Liquid Funds have recovered substantially from their fall on July 16. Remember, on July 15, the RBI took extraordinary measures to cut liquidity and that raised short term interest rates by 300 bps (3%). This caused liquid funds to fall in their NAV, as short term funds were impacted by rising yields (yields move inversely with prices).
At the time there was a fear that these funds have a major problem. However, my view has been that if you don’t need the liquidity, stick around. The NAV will recover, and it has. Here’s the NAVs of all liquid funds since then, and the return from July 15.
(Note: Mirae Asset Liquid Fund is missing, which has reported a positive return till 30 July but the NAV is not available after that)
See carefully that yields on July 15 were just 7.5% for a short term security (CP, CD or govt debt of less than 1 year to maturity). Today these yields are at 10% or whereabouts, and yet, liquid funds have kicked into profit. The funda: for short term assets, the interest accrual on a bond will quickly overshadow the price drop (which is very short due to the small duration).

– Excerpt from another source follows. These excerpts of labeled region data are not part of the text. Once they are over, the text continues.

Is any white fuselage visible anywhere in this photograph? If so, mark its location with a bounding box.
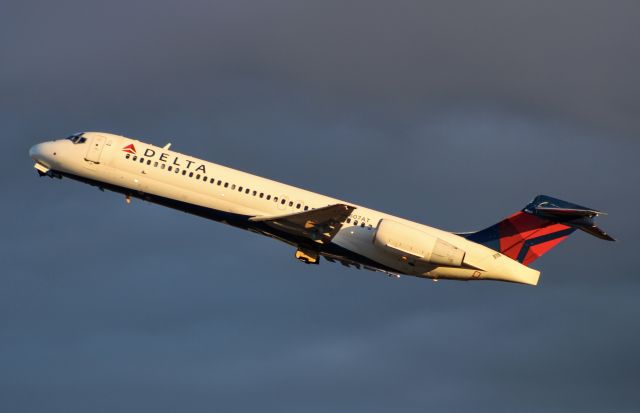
[30,132,539,285]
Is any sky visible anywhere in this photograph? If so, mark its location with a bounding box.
[0,0,640,413]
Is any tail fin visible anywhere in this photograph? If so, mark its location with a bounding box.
[465,195,615,265]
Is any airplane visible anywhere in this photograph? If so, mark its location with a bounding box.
[29,132,614,285]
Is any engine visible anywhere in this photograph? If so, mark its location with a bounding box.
[373,219,465,267]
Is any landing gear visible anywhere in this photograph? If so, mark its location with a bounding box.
[296,248,320,265]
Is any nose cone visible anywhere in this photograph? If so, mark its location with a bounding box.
[29,142,57,167]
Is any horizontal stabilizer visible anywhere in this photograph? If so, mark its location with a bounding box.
[462,195,614,265]
[523,195,615,241]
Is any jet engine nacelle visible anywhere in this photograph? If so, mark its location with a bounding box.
[373,219,465,267]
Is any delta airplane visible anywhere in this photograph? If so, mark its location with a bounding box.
[29,132,613,285]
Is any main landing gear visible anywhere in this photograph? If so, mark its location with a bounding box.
[296,247,320,265]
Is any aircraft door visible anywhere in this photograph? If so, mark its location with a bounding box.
[84,135,104,163]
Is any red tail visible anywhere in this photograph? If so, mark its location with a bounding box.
[467,195,613,265]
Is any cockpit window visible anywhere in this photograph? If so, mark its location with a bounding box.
[67,132,87,145]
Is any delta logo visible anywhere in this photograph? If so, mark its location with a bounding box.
[122,143,136,155]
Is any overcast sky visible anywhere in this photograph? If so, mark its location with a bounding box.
[0,0,640,413]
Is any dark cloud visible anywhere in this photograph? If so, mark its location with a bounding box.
[0,0,640,412]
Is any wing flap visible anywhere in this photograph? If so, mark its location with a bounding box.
[249,204,356,244]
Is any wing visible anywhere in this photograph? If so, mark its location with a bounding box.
[249,204,356,244]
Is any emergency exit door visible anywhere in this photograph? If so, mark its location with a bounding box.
[84,135,104,163]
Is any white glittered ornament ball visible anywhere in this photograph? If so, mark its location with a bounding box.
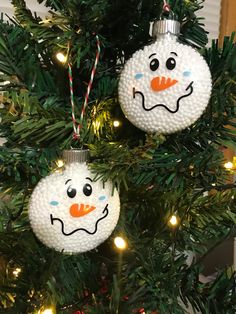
[29,150,120,253]
[119,20,212,134]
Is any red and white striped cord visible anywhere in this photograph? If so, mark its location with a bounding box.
[68,35,101,140]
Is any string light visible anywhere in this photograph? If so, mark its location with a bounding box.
[56,159,65,168]
[169,215,179,227]
[56,52,67,63]
[12,267,21,278]
[114,237,127,251]
[224,161,234,170]
[113,120,120,128]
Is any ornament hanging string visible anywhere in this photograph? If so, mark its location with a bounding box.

Yields won’t rise forever – they will find a top at which there will be enough buyers to keep the price steady. The question was – and I suppose, will be going forward – is the 10% the top, or will we see a higher number? This will tell you if you should buy bond funds.
Liquid funds on the other hand should only hurt if there is a potential of default, the risk of which, given the situation wit NSEL, I will not write off.